HARVARD DIT NON À TRUMP
L'institution refuse, dans deux lettres consultées par SenePlus, de se plier aux exigences jugées inconstitutionnelles concernant sa gestion de l'antisémitisme sur le campus, au risque de perdre des milliards de dollars de financements fédéraux

(SenePlus) - Dans un bras de fer d'une ampleur sans précédent, l'université Harvard a formellement rejeté à travers deux correspondaces adressées à l'administration et consultées par SenePlus, les exigences du gouvernement fédéral américain concernant la lutte contre l'antisémitisme sur son campus, dénonçant une tentative d'ingérence dans son autonomie académique.
Le président de Harvard, Alan M. Garber, a informé la communauté universitaire lundi que l'institution refusait de se plier aux demandes gouvernementales reçues vendredi dernier. "La prescription de l'administration va au-delà du pouvoir du gouvernement fédéral. Elle viole les droits garantis à Harvard par le Premier Amendement et dépasse les limites statutaires de l'autorité gouvernementale selon le Titre VI", écrit Garber dans sa lettre.
Les représentants juridiques de Harvard, William A. Burck et Robert K. Hur, ont officiellement notifié le gouvernement de ce refus, affirmant que "l'université ne cédera pas son indépendance ni ne renoncera à ses droits constitutionnels."
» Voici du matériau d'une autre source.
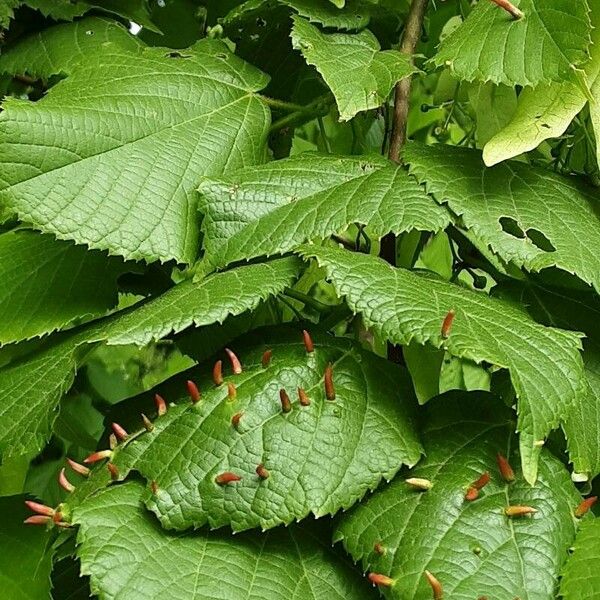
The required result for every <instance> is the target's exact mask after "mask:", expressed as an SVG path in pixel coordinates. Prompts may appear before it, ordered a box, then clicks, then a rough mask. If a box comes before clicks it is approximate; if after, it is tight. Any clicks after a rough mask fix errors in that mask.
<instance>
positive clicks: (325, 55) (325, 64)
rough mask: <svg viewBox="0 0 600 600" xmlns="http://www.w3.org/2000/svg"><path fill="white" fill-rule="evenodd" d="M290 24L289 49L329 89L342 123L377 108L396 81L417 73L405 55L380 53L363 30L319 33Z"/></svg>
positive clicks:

Les documents révèlent l'étendue des demandes gouvernementales, qualifiées d'"inédites" par Harvard. Parmi elles:
- Une restructuration de la gouvernance visant à "réduire le pouvoir" des étudiants, professeurs non titulaires et administrateurs "plus engagés dans l'activisme que dans l'érudition"
- Un audit complet des "points de vue" politiques et idéologiques au sein du corps étudiant, du corps professoral et du personnel administratif
- La fermeture immédiate de tous les programmes de diversité, équité et inclusion (DEI)
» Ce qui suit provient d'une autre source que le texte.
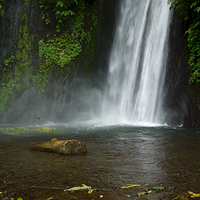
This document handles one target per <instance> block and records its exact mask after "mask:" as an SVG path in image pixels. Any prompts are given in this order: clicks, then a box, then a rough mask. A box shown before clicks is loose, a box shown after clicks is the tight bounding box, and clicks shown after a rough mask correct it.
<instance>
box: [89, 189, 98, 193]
mask: <svg viewBox="0 0 200 200" xmlns="http://www.w3.org/2000/svg"><path fill="white" fill-rule="evenodd" d="M96 191H97V190H96V189H90V190H89V191H88V194H92V193H93V192H96Z"/></svg>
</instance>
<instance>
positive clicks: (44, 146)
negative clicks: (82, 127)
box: [30, 138, 87, 155]
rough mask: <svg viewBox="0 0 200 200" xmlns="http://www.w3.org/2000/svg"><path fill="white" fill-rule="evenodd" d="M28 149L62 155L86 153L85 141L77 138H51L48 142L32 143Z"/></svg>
mask: <svg viewBox="0 0 200 200" xmlns="http://www.w3.org/2000/svg"><path fill="white" fill-rule="evenodd" d="M30 149H31V150H34V151H45V152H52V153H57V154H63V155H74V154H83V153H87V148H86V145H85V143H83V142H80V141H78V140H58V139H57V138H52V139H51V141H48V142H40V143H38V144H36V143H32V144H31V145H30Z"/></svg>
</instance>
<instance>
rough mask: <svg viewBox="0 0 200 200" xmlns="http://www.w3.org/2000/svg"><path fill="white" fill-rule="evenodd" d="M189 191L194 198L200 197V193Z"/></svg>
mask: <svg viewBox="0 0 200 200" xmlns="http://www.w3.org/2000/svg"><path fill="white" fill-rule="evenodd" d="M188 193H189V194H190V195H191V197H192V198H198V197H200V194H196V193H194V192H191V191H188Z"/></svg>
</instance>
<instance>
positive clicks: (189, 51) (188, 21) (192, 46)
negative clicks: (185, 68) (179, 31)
mask: <svg viewBox="0 0 200 200" xmlns="http://www.w3.org/2000/svg"><path fill="white" fill-rule="evenodd" d="M168 3H171V8H174V7H175V8H177V9H178V10H179V12H180V15H181V16H183V17H184V20H186V21H187V22H188V23H189V28H188V30H187V31H186V32H185V35H186V37H187V43H188V48H189V62H188V63H189V65H190V84H191V85H194V84H196V83H197V84H199V83H200V0H168Z"/></svg>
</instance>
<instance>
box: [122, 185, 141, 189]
mask: <svg viewBox="0 0 200 200" xmlns="http://www.w3.org/2000/svg"><path fill="white" fill-rule="evenodd" d="M141 186H142V185H131V184H128V186H122V187H121V188H122V189H123V188H131V187H141Z"/></svg>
- Des réformes drastiques des procédures disciplinaires, notamment l'interdiction totale du port de masques lors des manifestations
- L'interdiction et la sanction des organisations étudiantes ayant participé à des activités jugées antisémites depuis octobre 2023
- Un contrôle gouvernemental des admissions d'étudiants étrangers pour éviter l'entrée de personnes "hostiles aux valeurs américaines"
L'enjeu est considérable : le gouvernement menace de couper des milliards de dollars de financement fédéral à Harvard si l'université ne se conforme pas. Ces fonds soutiennent des recherches cruciales dans des domaines comme la médecine, l'intelligence artificielle et les sciences quantiques.
"Pour le gouvernement, se retirer de ces partenariats maintenant risque non seulement la santé et le bien-être de millions d'individus, mais aussi la sécurité économique et la vitalité de notre nation", souligne Garber.
Cette confrontation s'inscrit dans le sillage des tensions qui agitent les campus américains depuis les événements du 7 octobre 2023 et l'escalade du conflit israélo-palestinien. Harvard, comme d'autres universités d'élite, a été secouée par d'importantes manifestations pro-palestiniennes.
Dans sa lettre, Garber affirme que Harvard s'engage à combattre l'antisémitisme et a déjà pris "de nombreuses mesures" en ce sens au cours des quinze derniers mois. L'université prévoit "d'en faire beaucoup plus", tout en refusant que "le gouvernement, quel que soit le parti au pouvoir, dicte ce que les universités privées peuvent enseigner."
"La liberté de pensée et de recherche, ainsi que l'engagement de longue date du gouvernement à la respecter et à la protéger, a permis aux universités de contribuer de manière vitale à une société libre", rappelle Garber.